Çok yaşayacak gözüyle bakılmıyor.
Yerine, oğlu Basir'i getirecekti.
Basir, Suriye Futbol ligi şampiyonu El Tahiha Futbol Kulübü'nün Başkanı.
Süvari binbaşısı olarak, dünyada ünlü konkurhipiklere katıldı.
Kupalar aldı.
Hızlı otomobil kullanıyor.
Suriye'yi fiilen yöneten oydu.
Halk tarafından seviliyordu.
Trafik kazasında öldü.
Diğer oğlu Beşar, babasının yerine geçecek kişi olarak kabullenilmişti..
Diş doktoru.
Popüler değil.
Halk tarafından benimsenmedi.
Hafız Esad'ın kardeşi Rıfat, Cumhurbaşkanı Yardımcısı sıfatıyla, parladı, güçlendi.
Ülkedeki Müslüman kardeşleri, ünlü Hama katliamı ile yok eden laik görüşlü ve Türkiye'yi referans veren bir politikacı.
PKK konusunda da, Hafız Esad'ı onaylamıyor.
"Terörü barındıran bir ülke olmanın, Suriye'yi yıprattığı" görüşünde.
Esad, onun kuvvetlendiğini görünce, 6 ay önce, Paris'e sürdü..
Ama, Rıfat hala kuvvetli.
Özellikle, silahlı kuvvetlerde etkin.
Türkiye'nin olası bir harekatı, çok hassas bir çizgi çekecek.

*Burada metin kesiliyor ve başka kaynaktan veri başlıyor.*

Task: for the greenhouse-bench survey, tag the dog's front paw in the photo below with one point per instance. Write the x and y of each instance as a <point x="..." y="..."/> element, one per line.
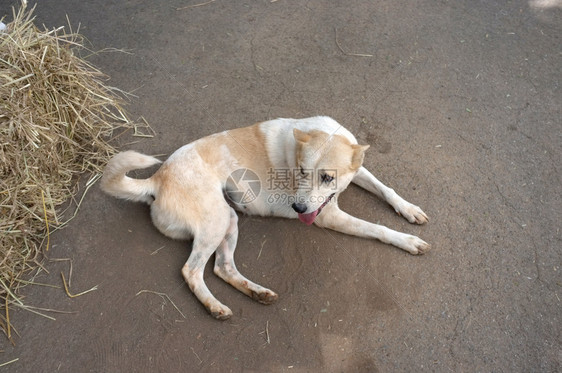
<point x="412" y="213"/>
<point x="414" y="245"/>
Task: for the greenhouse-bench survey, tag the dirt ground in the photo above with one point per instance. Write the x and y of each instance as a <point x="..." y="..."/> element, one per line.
<point x="460" y="102"/>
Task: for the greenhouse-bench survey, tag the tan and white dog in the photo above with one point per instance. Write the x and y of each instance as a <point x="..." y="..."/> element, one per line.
<point x="306" y="163"/>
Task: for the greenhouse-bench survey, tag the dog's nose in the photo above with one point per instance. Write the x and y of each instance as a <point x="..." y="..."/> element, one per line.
<point x="299" y="207"/>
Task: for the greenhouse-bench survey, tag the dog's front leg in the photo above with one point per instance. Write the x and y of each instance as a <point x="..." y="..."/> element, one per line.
<point x="334" y="218"/>
<point x="368" y="181"/>
<point x="226" y="269"/>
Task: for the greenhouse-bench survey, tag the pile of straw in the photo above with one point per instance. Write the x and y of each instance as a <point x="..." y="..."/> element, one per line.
<point x="56" y="116"/>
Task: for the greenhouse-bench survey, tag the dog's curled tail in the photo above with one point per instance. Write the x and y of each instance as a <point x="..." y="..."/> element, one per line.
<point x="115" y="182"/>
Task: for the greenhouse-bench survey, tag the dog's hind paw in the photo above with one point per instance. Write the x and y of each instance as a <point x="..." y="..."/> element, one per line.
<point x="265" y="297"/>
<point x="220" y="313"/>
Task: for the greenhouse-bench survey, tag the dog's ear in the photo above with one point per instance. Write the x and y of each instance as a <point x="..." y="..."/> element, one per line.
<point x="358" y="155"/>
<point x="301" y="136"/>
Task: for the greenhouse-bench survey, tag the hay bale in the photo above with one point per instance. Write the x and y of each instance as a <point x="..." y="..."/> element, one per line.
<point x="56" y="117"/>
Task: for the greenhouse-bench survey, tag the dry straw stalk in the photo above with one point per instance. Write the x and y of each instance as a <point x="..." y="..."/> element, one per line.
<point x="56" y="118"/>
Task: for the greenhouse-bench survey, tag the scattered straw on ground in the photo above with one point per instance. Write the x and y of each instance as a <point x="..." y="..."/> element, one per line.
<point x="56" y="116"/>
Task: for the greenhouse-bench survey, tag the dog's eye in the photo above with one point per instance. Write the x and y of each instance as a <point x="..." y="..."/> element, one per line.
<point x="326" y="178"/>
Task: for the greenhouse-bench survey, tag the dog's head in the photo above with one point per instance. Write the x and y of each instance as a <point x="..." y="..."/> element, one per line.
<point x="325" y="165"/>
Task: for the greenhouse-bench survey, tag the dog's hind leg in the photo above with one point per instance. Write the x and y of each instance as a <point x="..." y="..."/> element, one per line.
<point x="206" y="240"/>
<point x="226" y="269"/>
<point x="334" y="218"/>
<point x="411" y="212"/>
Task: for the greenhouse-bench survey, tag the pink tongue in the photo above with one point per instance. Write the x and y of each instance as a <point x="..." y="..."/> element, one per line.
<point x="308" y="218"/>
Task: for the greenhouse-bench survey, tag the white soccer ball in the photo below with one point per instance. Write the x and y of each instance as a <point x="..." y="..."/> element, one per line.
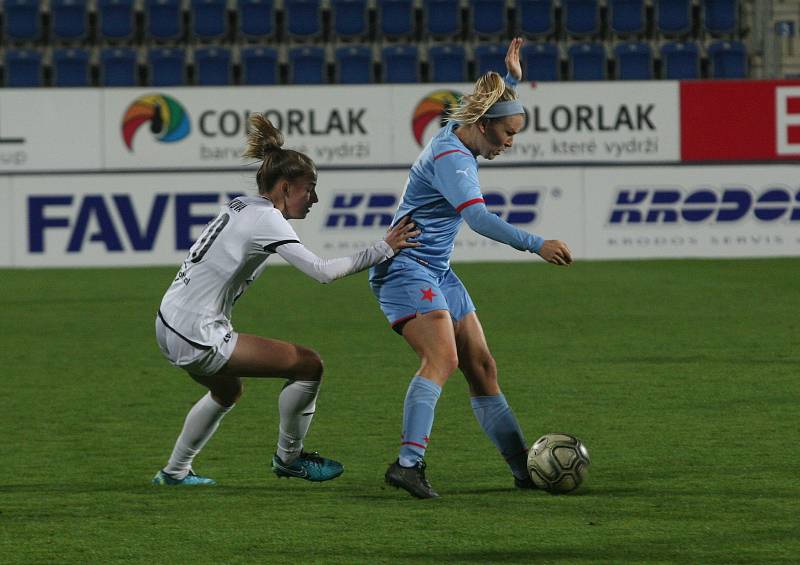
<point x="558" y="463"/>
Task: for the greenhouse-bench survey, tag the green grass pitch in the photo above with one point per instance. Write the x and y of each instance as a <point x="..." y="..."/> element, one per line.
<point x="681" y="377"/>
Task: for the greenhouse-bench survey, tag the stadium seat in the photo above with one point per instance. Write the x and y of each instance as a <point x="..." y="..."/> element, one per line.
<point x="680" y="60"/>
<point x="166" y="66"/>
<point x="256" y="19"/>
<point x="115" y="19"/>
<point x="587" y="61"/>
<point x="303" y="18"/>
<point x="490" y="57"/>
<point x="728" y="59"/>
<point x="259" y="65"/>
<point x="209" y="19"/>
<point x="71" y="67"/>
<point x="541" y="62"/>
<point x="720" y="16"/>
<point x="400" y="63"/>
<point x="307" y="65"/>
<point x="350" y="19"/>
<point x="441" y="18"/>
<point x="354" y="64"/>
<point x="581" y="17"/>
<point x="69" y="19"/>
<point x="626" y="16"/>
<point x="164" y="19"/>
<point x="118" y="66"/>
<point x="395" y="18"/>
<point x="634" y="61"/>
<point x="488" y="18"/>
<point x="23" y="68"/>
<point x="212" y="66"/>
<point x="447" y="63"/>
<point x="22" y="20"/>
<point x="673" y="17"/>
<point x="535" y="18"/>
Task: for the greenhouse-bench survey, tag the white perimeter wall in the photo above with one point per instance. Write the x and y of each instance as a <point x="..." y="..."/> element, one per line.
<point x="602" y="212"/>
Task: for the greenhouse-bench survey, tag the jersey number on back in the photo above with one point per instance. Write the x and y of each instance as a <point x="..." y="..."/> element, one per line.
<point x="212" y="231"/>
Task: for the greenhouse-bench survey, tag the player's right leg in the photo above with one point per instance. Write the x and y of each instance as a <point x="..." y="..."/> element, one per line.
<point x="431" y="336"/>
<point x="268" y="358"/>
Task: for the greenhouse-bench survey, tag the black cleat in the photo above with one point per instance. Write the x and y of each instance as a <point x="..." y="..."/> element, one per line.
<point x="524" y="484"/>
<point x="411" y="479"/>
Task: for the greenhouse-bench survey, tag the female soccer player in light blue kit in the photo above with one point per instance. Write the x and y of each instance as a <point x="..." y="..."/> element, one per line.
<point x="423" y="298"/>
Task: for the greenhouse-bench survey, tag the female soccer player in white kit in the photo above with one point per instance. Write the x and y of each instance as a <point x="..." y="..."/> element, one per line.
<point x="193" y="325"/>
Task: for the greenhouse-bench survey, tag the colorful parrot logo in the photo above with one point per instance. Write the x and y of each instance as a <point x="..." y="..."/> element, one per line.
<point x="435" y="106"/>
<point x="169" y="121"/>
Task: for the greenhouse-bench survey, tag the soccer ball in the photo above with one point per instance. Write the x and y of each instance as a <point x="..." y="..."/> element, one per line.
<point x="558" y="463"/>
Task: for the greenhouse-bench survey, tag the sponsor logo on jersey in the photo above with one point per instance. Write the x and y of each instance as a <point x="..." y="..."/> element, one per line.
<point x="168" y="119"/>
<point x="720" y="205"/>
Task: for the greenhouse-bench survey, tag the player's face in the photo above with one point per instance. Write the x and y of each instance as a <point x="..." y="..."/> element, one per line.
<point x="498" y="135"/>
<point x="302" y="196"/>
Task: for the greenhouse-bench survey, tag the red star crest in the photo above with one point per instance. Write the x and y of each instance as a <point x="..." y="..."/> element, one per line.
<point x="428" y="294"/>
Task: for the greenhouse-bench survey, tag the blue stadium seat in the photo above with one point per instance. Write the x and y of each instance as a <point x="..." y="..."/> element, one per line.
<point x="395" y="18"/>
<point x="587" y="61"/>
<point x="212" y="66"/>
<point x="118" y="66"/>
<point x="23" y="68"/>
<point x="259" y="65"/>
<point x="680" y="60"/>
<point x="22" y="20"/>
<point x="256" y="19"/>
<point x="303" y="18"/>
<point x="634" y="61"/>
<point x="673" y="17"/>
<point x="441" y="18"/>
<point x="626" y="16"/>
<point x="490" y="57"/>
<point x="400" y="63"/>
<point x="166" y="66"/>
<point x="69" y="19"/>
<point x="209" y="19"/>
<point x="728" y="59"/>
<point x="488" y="17"/>
<point x="581" y="17"/>
<point x="720" y="16"/>
<point x="307" y="65"/>
<point x="447" y="62"/>
<point x="164" y="19"/>
<point x="541" y="62"/>
<point x="354" y="64"/>
<point x="115" y="19"/>
<point x="71" y="67"/>
<point x="350" y="18"/>
<point x="535" y="18"/>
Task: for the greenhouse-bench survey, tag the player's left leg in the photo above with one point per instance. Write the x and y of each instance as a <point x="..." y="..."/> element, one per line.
<point x="488" y="402"/>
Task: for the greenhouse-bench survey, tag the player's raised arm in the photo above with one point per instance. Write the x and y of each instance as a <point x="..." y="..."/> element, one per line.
<point x="512" y="58"/>
<point x="328" y="270"/>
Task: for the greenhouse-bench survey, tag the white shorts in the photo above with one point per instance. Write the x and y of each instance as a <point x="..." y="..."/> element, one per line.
<point x="194" y="358"/>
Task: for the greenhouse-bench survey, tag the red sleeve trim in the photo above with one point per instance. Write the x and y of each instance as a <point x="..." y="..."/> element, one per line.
<point x="469" y="203"/>
<point x="448" y="153"/>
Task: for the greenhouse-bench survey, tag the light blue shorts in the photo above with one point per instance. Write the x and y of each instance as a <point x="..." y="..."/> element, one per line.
<point x="405" y="288"/>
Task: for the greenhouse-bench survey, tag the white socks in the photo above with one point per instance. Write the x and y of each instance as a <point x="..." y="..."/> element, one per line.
<point x="201" y="423"/>
<point x="296" y="404"/>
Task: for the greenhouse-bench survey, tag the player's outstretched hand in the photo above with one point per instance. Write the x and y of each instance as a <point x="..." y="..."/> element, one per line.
<point x="512" y="58"/>
<point x="556" y="252"/>
<point x="399" y="235"/>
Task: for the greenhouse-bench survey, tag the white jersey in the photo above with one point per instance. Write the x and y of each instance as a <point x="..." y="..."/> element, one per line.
<point x="230" y="254"/>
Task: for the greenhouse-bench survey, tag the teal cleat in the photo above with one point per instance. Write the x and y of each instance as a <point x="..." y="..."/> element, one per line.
<point x="191" y="479"/>
<point x="309" y="466"/>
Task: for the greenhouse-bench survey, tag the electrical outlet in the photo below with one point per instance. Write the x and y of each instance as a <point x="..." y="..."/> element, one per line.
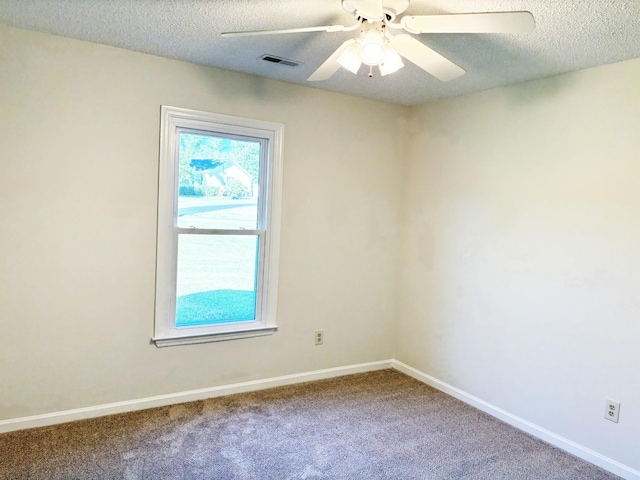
<point x="612" y="411"/>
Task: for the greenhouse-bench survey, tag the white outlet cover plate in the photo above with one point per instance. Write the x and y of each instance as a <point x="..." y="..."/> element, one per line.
<point x="612" y="410"/>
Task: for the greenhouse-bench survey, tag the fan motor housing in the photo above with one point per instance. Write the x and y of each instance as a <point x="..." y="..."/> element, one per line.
<point x="391" y="8"/>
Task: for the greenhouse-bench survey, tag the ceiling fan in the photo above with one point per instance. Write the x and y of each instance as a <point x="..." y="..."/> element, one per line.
<point x="377" y="46"/>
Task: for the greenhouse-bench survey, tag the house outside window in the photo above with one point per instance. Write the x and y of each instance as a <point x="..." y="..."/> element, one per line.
<point x="218" y="227"/>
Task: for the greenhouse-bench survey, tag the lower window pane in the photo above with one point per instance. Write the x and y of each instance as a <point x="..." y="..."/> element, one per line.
<point x="216" y="280"/>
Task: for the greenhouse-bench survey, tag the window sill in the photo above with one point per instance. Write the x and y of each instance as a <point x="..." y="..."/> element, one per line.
<point x="213" y="337"/>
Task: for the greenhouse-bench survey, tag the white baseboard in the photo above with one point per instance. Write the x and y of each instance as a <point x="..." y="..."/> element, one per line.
<point x="535" y="430"/>
<point x="181" y="397"/>
<point x="202" y="394"/>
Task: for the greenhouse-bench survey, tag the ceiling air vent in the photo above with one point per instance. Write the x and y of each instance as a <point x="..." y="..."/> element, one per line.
<point x="279" y="60"/>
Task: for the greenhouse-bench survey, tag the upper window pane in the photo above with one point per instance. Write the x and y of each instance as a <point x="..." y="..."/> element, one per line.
<point x="218" y="182"/>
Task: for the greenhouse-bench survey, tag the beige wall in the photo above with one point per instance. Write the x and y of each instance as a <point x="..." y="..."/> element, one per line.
<point x="521" y="252"/>
<point x="79" y="133"/>
<point x="519" y="212"/>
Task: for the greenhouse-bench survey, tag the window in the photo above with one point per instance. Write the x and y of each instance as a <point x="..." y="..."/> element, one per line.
<point x="218" y="227"/>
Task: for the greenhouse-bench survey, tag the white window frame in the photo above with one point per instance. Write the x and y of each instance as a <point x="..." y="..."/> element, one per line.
<point x="173" y="121"/>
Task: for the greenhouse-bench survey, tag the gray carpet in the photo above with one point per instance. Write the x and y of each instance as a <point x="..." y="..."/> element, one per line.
<point x="378" y="425"/>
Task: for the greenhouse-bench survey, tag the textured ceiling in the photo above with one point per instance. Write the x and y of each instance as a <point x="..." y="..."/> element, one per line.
<point x="570" y="35"/>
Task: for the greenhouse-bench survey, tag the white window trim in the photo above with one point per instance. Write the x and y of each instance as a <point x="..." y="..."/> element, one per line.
<point x="165" y="331"/>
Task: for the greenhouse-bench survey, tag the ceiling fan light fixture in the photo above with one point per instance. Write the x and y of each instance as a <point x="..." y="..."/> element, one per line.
<point x="350" y="58"/>
<point x="392" y="61"/>
<point x="372" y="49"/>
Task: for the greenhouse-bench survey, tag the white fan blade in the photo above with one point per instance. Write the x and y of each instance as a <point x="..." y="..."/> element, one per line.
<point x="329" y="28"/>
<point x="369" y="9"/>
<point x="330" y="65"/>
<point x="499" y="22"/>
<point x="427" y="59"/>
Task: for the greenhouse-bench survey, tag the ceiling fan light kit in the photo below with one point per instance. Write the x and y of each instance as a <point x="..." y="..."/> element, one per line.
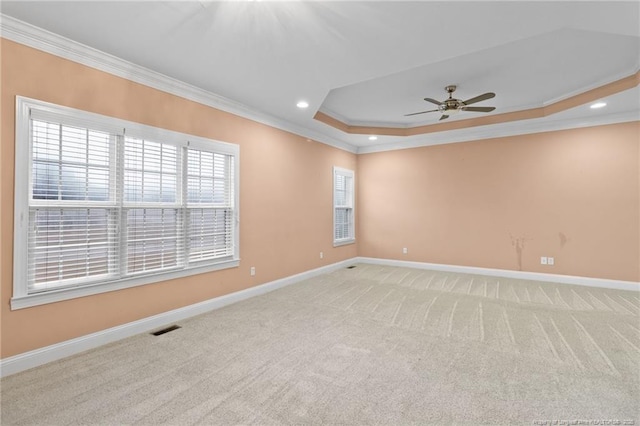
<point x="452" y="105"/>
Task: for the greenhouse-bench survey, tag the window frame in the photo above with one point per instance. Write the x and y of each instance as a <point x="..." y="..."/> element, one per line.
<point x="27" y="108"/>
<point x="350" y="206"/>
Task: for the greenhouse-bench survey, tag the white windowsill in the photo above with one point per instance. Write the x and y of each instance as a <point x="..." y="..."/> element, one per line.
<point x="27" y="301"/>
<point x="344" y="242"/>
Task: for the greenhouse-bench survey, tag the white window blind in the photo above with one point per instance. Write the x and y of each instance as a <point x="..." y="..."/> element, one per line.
<point x="103" y="203"/>
<point x="210" y="205"/>
<point x="343" y="206"/>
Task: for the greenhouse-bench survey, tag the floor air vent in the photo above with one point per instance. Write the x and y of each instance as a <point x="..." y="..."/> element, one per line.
<point x="165" y="330"/>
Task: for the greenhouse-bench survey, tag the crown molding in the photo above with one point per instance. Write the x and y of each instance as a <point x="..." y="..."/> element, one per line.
<point x="499" y="130"/>
<point x="46" y="41"/>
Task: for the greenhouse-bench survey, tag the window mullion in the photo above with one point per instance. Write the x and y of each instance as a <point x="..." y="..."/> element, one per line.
<point x="120" y="214"/>
<point x="186" y="222"/>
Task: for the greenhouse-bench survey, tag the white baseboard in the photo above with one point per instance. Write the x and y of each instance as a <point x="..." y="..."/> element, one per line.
<point x="31" y="359"/>
<point x="522" y="275"/>
<point x="37" y="357"/>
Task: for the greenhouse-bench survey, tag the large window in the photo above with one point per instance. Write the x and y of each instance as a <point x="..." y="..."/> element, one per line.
<point x="103" y="204"/>
<point x="343" y="218"/>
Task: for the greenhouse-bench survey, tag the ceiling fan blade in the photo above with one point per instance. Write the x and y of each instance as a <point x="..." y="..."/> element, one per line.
<point x="421" y="112"/>
<point x="433" y="101"/>
<point x="478" y="109"/>
<point x="479" y="98"/>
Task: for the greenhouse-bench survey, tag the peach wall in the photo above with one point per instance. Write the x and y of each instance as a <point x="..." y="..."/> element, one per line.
<point x="503" y="203"/>
<point x="285" y="197"/>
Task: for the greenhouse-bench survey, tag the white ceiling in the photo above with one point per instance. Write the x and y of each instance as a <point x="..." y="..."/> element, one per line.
<point x="367" y="63"/>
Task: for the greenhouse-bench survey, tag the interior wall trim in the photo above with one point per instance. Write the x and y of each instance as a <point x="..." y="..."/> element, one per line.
<point x="47" y="354"/>
<point x="46" y="41"/>
<point x="502" y="130"/>
<point x="505" y="273"/>
<point x="37" y="357"/>
<point x="29" y="35"/>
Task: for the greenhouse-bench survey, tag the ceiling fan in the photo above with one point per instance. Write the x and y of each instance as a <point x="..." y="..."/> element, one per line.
<point x="452" y="105"/>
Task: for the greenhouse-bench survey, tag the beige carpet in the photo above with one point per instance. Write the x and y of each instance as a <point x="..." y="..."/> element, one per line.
<point x="368" y="345"/>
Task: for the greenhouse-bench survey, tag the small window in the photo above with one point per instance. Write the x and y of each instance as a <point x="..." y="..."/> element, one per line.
<point x="103" y="204"/>
<point x="343" y="202"/>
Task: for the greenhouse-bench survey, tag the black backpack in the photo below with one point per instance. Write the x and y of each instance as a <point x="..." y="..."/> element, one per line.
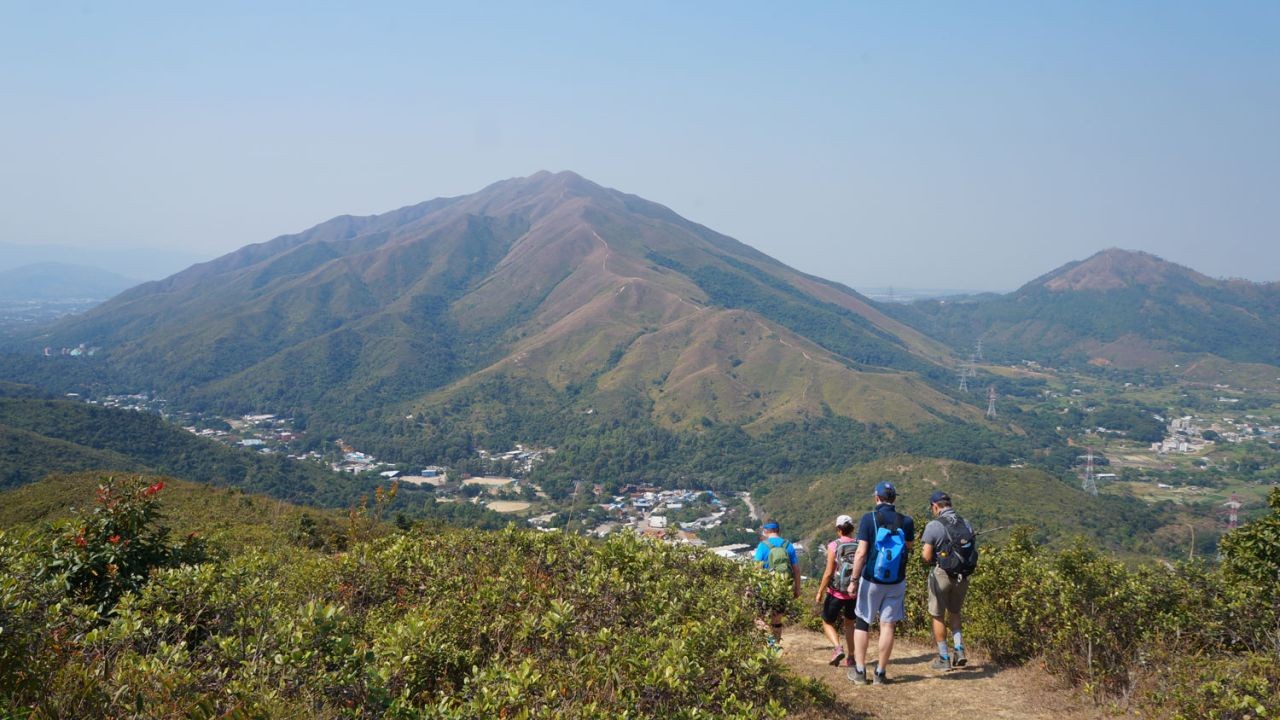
<point x="958" y="552"/>
<point x="844" y="573"/>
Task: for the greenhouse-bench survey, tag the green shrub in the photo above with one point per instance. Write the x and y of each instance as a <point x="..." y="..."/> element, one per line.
<point x="455" y="624"/>
<point x="113" y="548"/>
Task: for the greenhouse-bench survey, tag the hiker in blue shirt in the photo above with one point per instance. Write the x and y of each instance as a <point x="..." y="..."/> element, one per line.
<point x="772" y="554"/>
<point x="880" y="569"/>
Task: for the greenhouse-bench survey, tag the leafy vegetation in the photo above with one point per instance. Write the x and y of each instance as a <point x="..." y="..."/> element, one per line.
<point x="448" y="624"/>
<point x="40" y="436"/>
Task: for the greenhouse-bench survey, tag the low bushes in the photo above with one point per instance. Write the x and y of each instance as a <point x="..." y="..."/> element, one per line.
<point x="455" y="624"/>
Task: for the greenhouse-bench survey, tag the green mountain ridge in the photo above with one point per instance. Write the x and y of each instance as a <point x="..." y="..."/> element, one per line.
<point x="552" y="281"/>
<point x="1118" y="308"/>
<point x="42" y="436"/>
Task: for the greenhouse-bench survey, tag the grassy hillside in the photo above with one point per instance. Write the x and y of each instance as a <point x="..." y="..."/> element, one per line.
<point x="40" y="436"/>
<point x="549" y="279"/>
<point x="1116" y="308"/>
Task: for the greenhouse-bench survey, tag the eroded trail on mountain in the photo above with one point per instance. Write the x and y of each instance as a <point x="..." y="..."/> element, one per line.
<point x="979" y="689"/>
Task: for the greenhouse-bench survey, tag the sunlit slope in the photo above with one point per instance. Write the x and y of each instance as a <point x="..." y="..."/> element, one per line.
<point x="549" y="278"/>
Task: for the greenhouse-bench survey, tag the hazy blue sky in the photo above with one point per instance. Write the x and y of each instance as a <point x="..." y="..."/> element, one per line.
<point x="960" y="145"/>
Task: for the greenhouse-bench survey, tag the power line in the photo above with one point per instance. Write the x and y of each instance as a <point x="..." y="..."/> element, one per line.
<point x="1091" y="479"/>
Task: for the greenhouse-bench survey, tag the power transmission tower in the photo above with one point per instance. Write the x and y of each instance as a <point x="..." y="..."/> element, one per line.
<point x="967" y="372"/>
<point x="1091" y="479"/>
<point x="1232" y="511"/>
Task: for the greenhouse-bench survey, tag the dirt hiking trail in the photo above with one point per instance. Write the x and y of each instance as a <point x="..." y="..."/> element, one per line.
<point x="978" y="689"/>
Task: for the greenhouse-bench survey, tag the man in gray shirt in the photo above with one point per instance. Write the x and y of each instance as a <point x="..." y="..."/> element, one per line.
<point x="951" y="546"/>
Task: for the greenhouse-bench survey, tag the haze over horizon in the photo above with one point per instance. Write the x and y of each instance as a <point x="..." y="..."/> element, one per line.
<point x="972" y="147"/>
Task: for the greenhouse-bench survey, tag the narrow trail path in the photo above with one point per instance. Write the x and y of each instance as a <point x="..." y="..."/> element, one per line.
<point x="979" y="689"/>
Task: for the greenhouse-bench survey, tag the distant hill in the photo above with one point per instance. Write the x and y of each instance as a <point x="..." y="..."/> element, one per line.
<point x="44" y="436"/>
<point x="59" y="281"/>
<point x="1116" y="308"/>
<point x="990" y="497"/>
<point x="228" y="515"/>
<point x="140" y="263"/>
<point x="588" y="299"/>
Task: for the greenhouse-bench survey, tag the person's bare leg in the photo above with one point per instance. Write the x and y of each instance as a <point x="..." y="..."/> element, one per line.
<point x="832" y="634"/>
<point x="885" y="646"/>
<point x="860" y="647"/>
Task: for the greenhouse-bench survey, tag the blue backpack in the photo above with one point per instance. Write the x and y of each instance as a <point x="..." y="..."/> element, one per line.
<point x="888" y="551"/>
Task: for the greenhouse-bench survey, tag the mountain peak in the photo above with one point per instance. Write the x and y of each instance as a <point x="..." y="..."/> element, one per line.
<point x="1112" y="269"/>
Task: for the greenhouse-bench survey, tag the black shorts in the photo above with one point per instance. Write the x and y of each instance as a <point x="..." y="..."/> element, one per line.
<point x="833" y="607"/>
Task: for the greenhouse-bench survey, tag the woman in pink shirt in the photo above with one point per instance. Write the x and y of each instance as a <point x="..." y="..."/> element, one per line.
<point x="833" y="592"/>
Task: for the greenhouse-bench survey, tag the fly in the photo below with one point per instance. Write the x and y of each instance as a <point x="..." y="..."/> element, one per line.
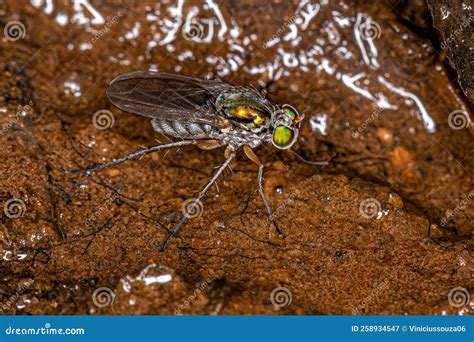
<point x="208" y="114"/>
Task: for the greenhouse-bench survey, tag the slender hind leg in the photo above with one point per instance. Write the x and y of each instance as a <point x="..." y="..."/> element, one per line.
<point x="133" y="155"/>
<point x="173" y="232"/>
<point x="253" y="157"/>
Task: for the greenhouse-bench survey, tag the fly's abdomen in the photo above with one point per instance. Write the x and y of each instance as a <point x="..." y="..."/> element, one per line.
<point x="182" y="129"/>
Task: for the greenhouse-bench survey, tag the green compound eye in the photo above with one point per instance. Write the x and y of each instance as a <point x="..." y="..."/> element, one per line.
<point x="283" y="137"/>
<point x="290" y="111"/>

Ya dış tehlike, halkı ve orduyu Esad'ın etrafında kenetlenecek... Ya da Esad'ı çökertip, Faruk'u getirtebilir.
Türkiye, bir aşiret değil, Bedevi zihniyetiyle de yönetilmiyor.
"Savaşın ve sonrasının hesapları iyi yapılmadan, bu adımlar atılmazdı" diye düşünmek isteriz.